We’re blogging through St. Thomas Aquinas’ Compendium Theologiae, sometimes called his Shorter Summa. Find the previous posts here.
Just because something is infinite doesn’t mean that it is infinitely perfect—depending on how you define “infinite” and how you define “perfect”. I can imagine an infinite patchwork quilt, infinitely long and infinitely wide, that contains an infinite number of stitching errors. It might be perfectly huge, and yet by no means perfect.
But as Thomas explained in Chapter 19 of Compendium Theologiae, God’s infinity isn’t a purely spatial or mathematical or quantitative infinity. A spatial infinity is an infinity of length; a quantitative infinity an infinity of number.

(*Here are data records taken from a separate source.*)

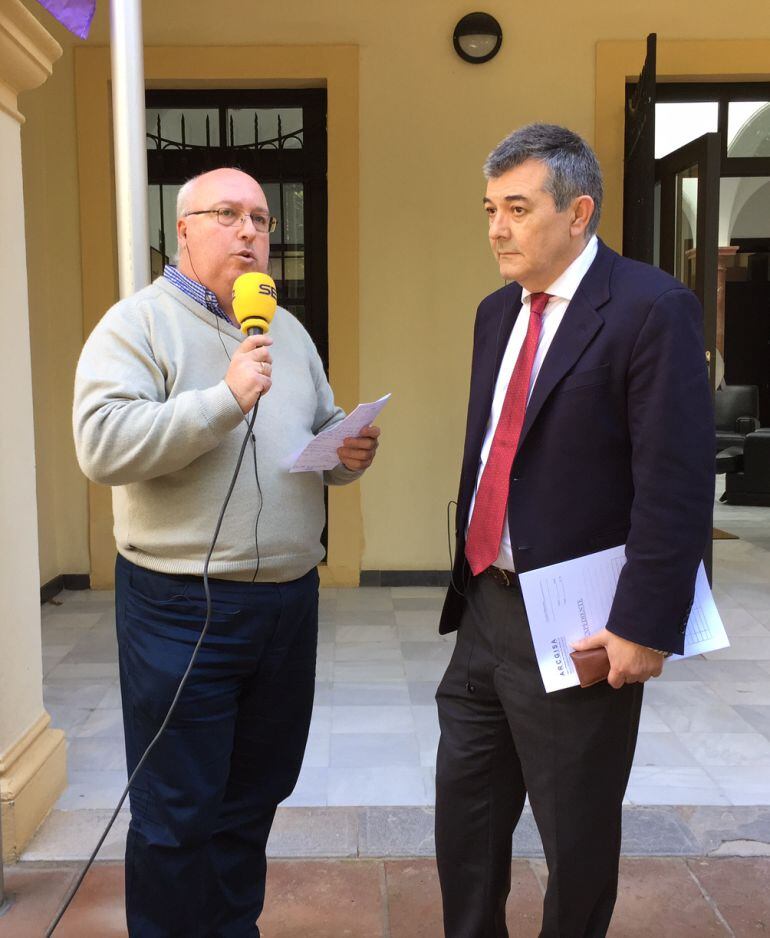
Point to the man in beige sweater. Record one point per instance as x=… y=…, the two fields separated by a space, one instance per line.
x=164 y=388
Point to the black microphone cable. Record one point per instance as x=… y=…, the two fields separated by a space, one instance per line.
x=71 y=892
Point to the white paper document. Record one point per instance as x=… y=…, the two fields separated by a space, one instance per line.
x=571 y=600
x=321 y=451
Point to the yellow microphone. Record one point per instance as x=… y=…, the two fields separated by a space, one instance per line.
x=254 y=302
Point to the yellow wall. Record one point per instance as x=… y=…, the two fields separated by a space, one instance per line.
x=427 y=121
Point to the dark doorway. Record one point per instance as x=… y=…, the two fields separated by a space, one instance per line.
x=279 y=137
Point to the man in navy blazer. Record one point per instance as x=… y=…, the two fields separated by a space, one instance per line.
x=613 y=443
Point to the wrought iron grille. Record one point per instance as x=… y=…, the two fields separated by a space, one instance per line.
x=279 y=137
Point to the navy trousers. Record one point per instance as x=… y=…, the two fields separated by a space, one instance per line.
x=203 y=804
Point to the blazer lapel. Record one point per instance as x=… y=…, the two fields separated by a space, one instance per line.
x=580 y=324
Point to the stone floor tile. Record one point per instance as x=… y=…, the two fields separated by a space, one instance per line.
x=348 y=672
x=102 y=723
x=672 y=785
x=73 y=835
x=373 y=750
x=323 y=899
x=111 y=698
x=427 y=651
x=365 y=598
x=739 y=621
x=726 y=831
x=368 y=652
x=370 y=695
x=716 y=717
x=397 y=831
x=311 y=789
x=366 y=633
x=723 y=672
x=410 y=618
x=92 y=789
x=317 y=750
x=435 y=593
x=372 y=720
x=757 y=717
x=314 y=832
x=67 y=718
x=743 y=785
x=745 y=647
x=661 y=749
x=659 y=897
x=757 y=693
x=35 y=895
x=96 y=755
x=422 y=693
x=674 y=695
x=76 y=693
x=739 y=889
x=365 y=617
x=425 y=670
x=398 y=785
x=727 y=748
x=650 y=721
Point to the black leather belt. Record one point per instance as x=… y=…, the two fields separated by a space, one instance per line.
x=503 y=577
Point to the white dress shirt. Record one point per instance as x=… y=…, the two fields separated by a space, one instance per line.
x=562 y=290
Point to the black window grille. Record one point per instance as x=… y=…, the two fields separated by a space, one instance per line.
x=277 y=136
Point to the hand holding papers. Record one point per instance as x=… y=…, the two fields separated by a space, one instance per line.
x=568 y=601
x=321 y=451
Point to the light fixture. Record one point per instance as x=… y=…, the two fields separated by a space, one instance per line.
x=477 y=38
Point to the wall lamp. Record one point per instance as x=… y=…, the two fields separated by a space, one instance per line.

God’s infinity isn’t an infinity of anything, it’s simply pure unboundedness, pure lack of of any kind of limit. And so in Chapter 20 Thomas continues,
Although the infinity discerned in quantities is imperfect, the infinity predicated of God indicates supreme perfection in Him. The infinity that is in quantities pertains to matter, in the sense that matter lacks limits.
Matter lacks limits? But I just said that God is pure unboundedness. Yes. When Thomas says that matter lacks limits, he’s speaking in terms of prime matter, that metaphysical “zero” of being, which is pure receptivity of form. Any material object is the result of the application of form to prime matter; the form limits the matter. But for all that, the unlimited nature of prime matter is a quantitative or spatial kind of infinity, not pure unboundedness.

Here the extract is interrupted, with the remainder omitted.